Jurica Pršir

Personal information
- Date of birth: 29 May 2000 (age 26)
- Place of birth: Zagreb, Croatia
- Height: 1.80 m (5 ft 11 in)
- Position: Midfielder

Team information
- Current team: Wisła Płock
- Number: 18

Youth career
- 2008–2013: Zagreb
- 2013–2018: Dinamo Zagreb

Senior career*
- Years: Team / Apps / (Gls)
- 2018–2020: Hajduk Split B / 29 / (5)
- 2019–2020: Hajduk Split / 0 / (0)
- 2020–2026: Gorica / 163 / (16)
- 2026–: Wisła Płock / 0 / (0)

International career
- 2015–2016: Croatia U16 / 8 / (2)
- 2016–2017: Croatia U17 / 12 / (2)
- 2017–2018: Croatia U18 / 4 / (1)
- 2018–2019: Croatia U19 / 5 / (0)
- 2021: Croatia U20 / 1 / (0)
- 2021–2023: Croatia U21 / 14 / (1)

= Jurica Pršir =

Croatian footballer (born 2000)

Jurica Pršir (born 29 May 2000) is a Croatian professional footballer who plays as a midfielder for Ekstraklasa club Wisła Płock.

== Club career ==
Pršir joined Hajduk Split together with Dario Špikić from Dinamo Zagreb in the summer of 2018. After not receiving any chances to play for Hajduk's first team, Pršir signed with Gorica on 12 October 2020.

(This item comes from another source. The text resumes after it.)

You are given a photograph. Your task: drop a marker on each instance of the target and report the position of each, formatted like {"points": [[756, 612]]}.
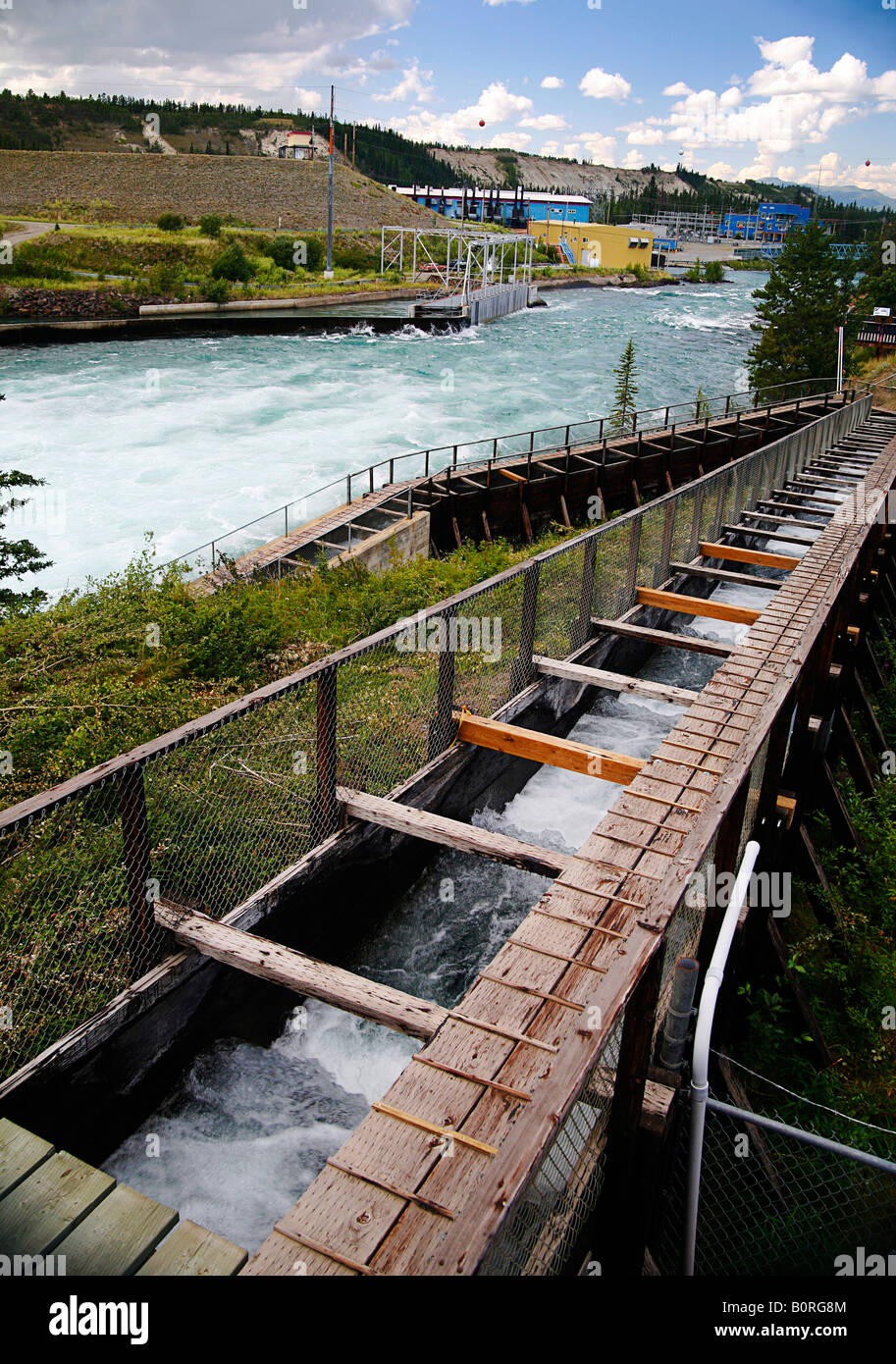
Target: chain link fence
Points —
{"points": [[214, 814], [769, 1203]]}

On 12 June 2026, Polish club Wisła Płock announced the signing of Pršir on a three-year contract, starting from 1 September 2026 upon the expiration of his contract with Gorica. He joined Wisła on 11 July after both clubs reached an agreement for his earlier move.

== International career ==
Pršir has been capped for various Croatian youth national teams.